The great Nebraska teams, and even just the good ones, had grit. Grit comes from carrying out a trusted process so much that it becomes second nature. When there’s a snag, you don’t get derailed. You keep churning. That’s grit.
Eventually, that grittiness produces a cutthroat killer instinct that sucks the life out of an opponent.
This doesn’t accidentally happen. Great coaches create this.
Identity. Belief. Grit. Rinse and repeat.
It’s what Nebraska needs. Can Athletic Director Trev Alberts find it?
Can What’s Wrong With Nebraska Football Be Fixed?

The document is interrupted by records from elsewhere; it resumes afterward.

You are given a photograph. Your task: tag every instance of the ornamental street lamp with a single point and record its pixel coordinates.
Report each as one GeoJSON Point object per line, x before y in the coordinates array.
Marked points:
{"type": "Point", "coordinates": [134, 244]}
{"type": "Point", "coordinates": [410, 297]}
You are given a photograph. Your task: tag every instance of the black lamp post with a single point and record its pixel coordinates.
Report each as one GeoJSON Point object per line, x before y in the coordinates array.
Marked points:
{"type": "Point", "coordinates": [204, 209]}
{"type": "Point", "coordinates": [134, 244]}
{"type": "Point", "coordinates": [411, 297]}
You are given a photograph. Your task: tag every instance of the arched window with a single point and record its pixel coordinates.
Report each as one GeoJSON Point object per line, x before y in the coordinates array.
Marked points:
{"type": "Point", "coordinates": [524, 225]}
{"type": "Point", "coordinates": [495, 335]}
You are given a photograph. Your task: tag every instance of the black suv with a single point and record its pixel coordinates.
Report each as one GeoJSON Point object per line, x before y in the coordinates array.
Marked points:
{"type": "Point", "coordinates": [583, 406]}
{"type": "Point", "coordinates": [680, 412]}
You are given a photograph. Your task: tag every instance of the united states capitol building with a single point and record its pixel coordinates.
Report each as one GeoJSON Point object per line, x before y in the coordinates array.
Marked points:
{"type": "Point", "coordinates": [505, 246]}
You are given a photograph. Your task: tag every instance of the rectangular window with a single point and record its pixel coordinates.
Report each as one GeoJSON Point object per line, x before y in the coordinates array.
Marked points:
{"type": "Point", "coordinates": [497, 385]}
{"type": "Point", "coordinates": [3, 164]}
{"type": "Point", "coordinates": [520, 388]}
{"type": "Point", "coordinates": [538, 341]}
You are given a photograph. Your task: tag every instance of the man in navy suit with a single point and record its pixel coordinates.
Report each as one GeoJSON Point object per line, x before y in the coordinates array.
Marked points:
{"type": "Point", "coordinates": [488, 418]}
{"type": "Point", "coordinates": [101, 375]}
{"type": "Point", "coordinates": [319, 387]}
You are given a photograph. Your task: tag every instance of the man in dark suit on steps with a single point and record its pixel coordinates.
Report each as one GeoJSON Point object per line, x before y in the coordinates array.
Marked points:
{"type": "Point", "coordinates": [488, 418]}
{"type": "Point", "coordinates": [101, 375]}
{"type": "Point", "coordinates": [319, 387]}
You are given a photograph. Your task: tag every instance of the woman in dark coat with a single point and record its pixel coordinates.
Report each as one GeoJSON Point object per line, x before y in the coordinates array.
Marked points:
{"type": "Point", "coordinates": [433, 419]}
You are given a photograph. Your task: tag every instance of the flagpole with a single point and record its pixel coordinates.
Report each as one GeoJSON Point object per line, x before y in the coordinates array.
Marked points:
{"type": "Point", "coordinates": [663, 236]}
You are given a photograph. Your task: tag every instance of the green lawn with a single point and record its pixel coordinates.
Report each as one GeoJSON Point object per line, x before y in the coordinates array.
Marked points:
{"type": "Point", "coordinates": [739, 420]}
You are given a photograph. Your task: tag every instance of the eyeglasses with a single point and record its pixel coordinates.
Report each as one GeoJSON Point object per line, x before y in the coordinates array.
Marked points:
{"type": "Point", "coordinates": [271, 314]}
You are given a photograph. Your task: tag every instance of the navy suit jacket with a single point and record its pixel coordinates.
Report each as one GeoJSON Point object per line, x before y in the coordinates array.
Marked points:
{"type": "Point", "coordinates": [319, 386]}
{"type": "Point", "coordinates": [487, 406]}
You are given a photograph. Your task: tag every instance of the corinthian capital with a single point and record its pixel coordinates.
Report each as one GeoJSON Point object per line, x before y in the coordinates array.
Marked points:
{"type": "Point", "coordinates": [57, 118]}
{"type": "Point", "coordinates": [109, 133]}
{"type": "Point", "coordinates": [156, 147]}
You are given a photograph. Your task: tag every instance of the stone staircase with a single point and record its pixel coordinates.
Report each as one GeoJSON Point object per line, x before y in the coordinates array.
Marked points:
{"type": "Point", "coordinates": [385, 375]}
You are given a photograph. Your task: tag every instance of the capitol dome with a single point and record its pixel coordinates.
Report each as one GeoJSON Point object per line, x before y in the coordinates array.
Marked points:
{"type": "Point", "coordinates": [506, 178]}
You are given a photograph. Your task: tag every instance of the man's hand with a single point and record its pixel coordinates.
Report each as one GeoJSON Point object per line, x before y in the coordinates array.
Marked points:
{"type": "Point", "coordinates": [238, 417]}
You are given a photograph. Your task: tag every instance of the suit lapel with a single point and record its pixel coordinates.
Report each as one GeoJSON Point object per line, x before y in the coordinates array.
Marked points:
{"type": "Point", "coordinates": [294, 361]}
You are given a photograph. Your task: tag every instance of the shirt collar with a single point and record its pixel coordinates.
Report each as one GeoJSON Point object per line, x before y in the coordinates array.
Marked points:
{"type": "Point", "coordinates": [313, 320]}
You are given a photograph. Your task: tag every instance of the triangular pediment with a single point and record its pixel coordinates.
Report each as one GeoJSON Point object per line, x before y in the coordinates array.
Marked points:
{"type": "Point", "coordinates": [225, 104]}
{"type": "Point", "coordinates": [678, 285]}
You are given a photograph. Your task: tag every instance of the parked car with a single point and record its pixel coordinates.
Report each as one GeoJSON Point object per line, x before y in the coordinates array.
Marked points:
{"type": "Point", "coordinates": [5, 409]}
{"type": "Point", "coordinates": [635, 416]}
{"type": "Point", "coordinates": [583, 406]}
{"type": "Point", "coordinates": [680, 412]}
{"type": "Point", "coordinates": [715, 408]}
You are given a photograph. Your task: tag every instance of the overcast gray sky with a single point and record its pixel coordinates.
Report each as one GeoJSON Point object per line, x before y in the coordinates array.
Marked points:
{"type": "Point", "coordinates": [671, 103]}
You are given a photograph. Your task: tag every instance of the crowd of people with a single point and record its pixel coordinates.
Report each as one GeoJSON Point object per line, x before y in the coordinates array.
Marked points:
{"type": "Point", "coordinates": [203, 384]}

Mickey Joseph and Mark Whipple could have done themselves–and all of Husker Nation–a favor by having their own “Rex Burkhead” game. They could have fed Anthony Grant. (Just look at Grant, by the way. My gosh. He was born to carry the football 38 times a game.)
Instead…well, you know what they did instead.
They did exactly what’s wrong with Nebraska football.
This goes beyond one game, of course. And this isn’t about saying Nebraska should go back to the triple option. Sure, maybe “Run the Ball” guy would have been justified had Nebraska won.
But beating an average Minnesota team doesn’t wipe away two decades of identity-less football.
The right kind of victory, however, where the identity was clear and belief was palpable, could have inspired hope. It could have signaled change. It could have moved the program forward, even an inch.
Instead, for Nebraska footbal yet again, it was a giant step back.